Nível de emprego da indústria paulista cresce em 21 setores

SÃO PAULO, 16 de junho de 2010 - O desempenho positivo do nível de emprego na indústria paulista foi bastante uniforme, já que de 22 setores pesquisados, 21 registraram crescimento. A afirmação foi feita pelo diretor adjunto do Departamento de Pesquisas e Estudos Econômicos (Depecon) da Federação das Indústrias do Estado de São Paulo (Fiesp), Walter Sacca. Em maio, o setor industrial abriu 16,5 mil postos de trabalho, um crescimento de 0,67% em relação ao mês de abril, segundo dados divulgados hoje (16) pela Fiesp.

"Este mês consolida o terceiro mês com média de 20 setores crescendo, coisa que nunca houve desde o início da série. O que nos permite afirmar que haverá uma continuidade deste crescimento do emprego e da atividade industrial nos próximos meses deste ano", disse.

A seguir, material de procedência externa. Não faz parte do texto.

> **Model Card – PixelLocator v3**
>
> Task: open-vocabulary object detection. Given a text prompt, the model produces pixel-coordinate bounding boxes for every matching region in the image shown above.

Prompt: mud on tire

Segundo a Pesquisa de Nível de Emprego feita pela Fiesp, entre dezembro e maio foram criadas 139 mil vagas, um aumento de 5,95%. Na comparação com maio de 2009, o crescimento foi de 2,73%. "Estimamos que vamos chegar no final do ano com 5,6% do crescimento do nível de emprego sobre o ano passado".

Ele ressaltou que, mesmo com o crescimento no final do ano, não será possível repor todos os empregos perdidos desde setembro de 2008. "Estamos hoje com 160 mil abaixo e devemos chegar ao fim do ano com crescimento da ordem de 120 a 130 mil empregos. Faltarão 35 mil para repor tudo o que foi perdido, o que deve ser atingido lá para março do ano que vem".

Na avaliação de Sacca, a retomada da indústria tem sido bastante forte, com crescimento de dois dígitos, o que não costuma ser habitual. "Também estamos comparando com período em que houve a maior queda, de dois dígitos, que também não é habitual, mas está retomando bastante bem, com nível de produtividade maior". Entre os setores que apresentaram crescimento em maio estão os de bebidas (2,3%), fabricação de coque, produtos derivados de petróleo e biocombustíveis (2,2%), equipamentos de informática, eletrônicos e óticos (1,7%). O setor que não cresceu foi o de equipamentos de transporte exceto veículos automotores (-0,1%). As informações são da Agência Brasil.